A politician named after Adolf Hitler has won a seat at a Namibian election – but says he has no plans for world domination.

Adolf Hitler Uunona was elected with 85 per cent of the vote in the former German colony, where a number of streets, places and people still bear German names.

After winning the seat on the ticket of the ruling SWAPO party – which has ruled Namibia since independence from apartheid South Africa in 1990 – the politician told Bild that he had ‘nothing to do with’ Nazi ideology.

‘My father named me after this man. He probably didn’t understand what Adolf Hitler stood for,’ his namesake said.

‘As a child I saw it as a totally normal name.

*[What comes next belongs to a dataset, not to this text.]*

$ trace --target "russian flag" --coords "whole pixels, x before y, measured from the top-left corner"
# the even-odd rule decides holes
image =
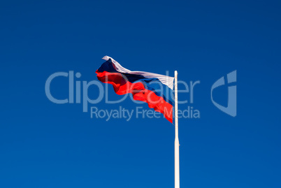
[[[106,62],[96,71],[99,80],[113,85],[117,94],[131,94],[134,100],[147,103],[173,123],[173,77],[131,71],[108,56],[103,59]]]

Only as a teenager did I understand that this man wanted to conquer the whole world.’

The politician said his wife calls him Adolf, adding that he usually goes by Adolf Uunona but that it would be ‘too late’ to change his name officially.

‘The fact I have this name does not mean I want to conquer Oshana,’ he said, referring to the region where he won the election. ‘It doesn’t mean I’m striving for world domination.’

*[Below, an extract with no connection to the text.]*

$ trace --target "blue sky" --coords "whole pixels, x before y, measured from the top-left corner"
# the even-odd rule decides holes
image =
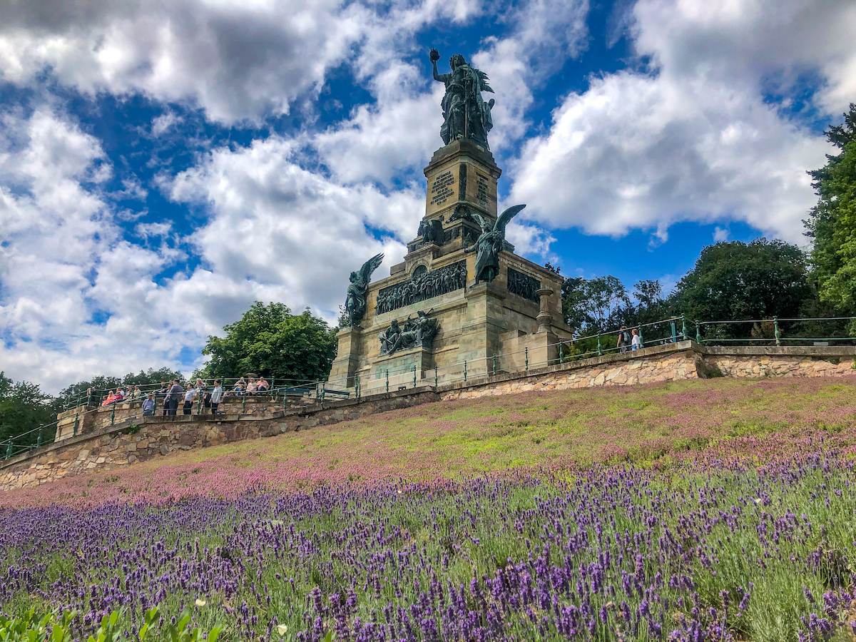
[[[854,32],[845,1],[3,3],[0,369],[189,372],[256,300],[334,320],[423,214],[432,46],[490,77],[532,260],[669,288],[716,240],[807,247]]]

Uunona won 1,196 votes in the recent election compared to 213 for his opponent, giving him a seat on the regional council.

His SWAPO party won 57 per cent of the vote across the country, a sharp decline from the 83 per cent they took in the previous regional elections in 2015.

Once known as German South West Africa, Namibia was a German colony from 1884 until the empire was stripped of its possessions following World War I.

The real Hitler would later use the humiliation of the post-war Treaty of Versailles as a propaganda tool to win support for the Nazis in the 1920s and 1930s.

Hitler’s genocide during World War II has long since overshadowed German atrocities in Namibia, but pressure for reparations has been growing in recent years.

German soldiers slaughtered some 65,000 Herero and 10,000 Nama tribespeople in a bloody campaign to suppress a local revolt between 1904 and 1908.

Last year, a German government minister described the massacre as a genocide while on a visit to the African country.

A small German-speaking community still lives in the country today, and around 120,000 Germans visit Namibia every year.

The German government says it has a ‘special responsibility’ towards Namibia ‘on account of the two countries’ shared colonial past’.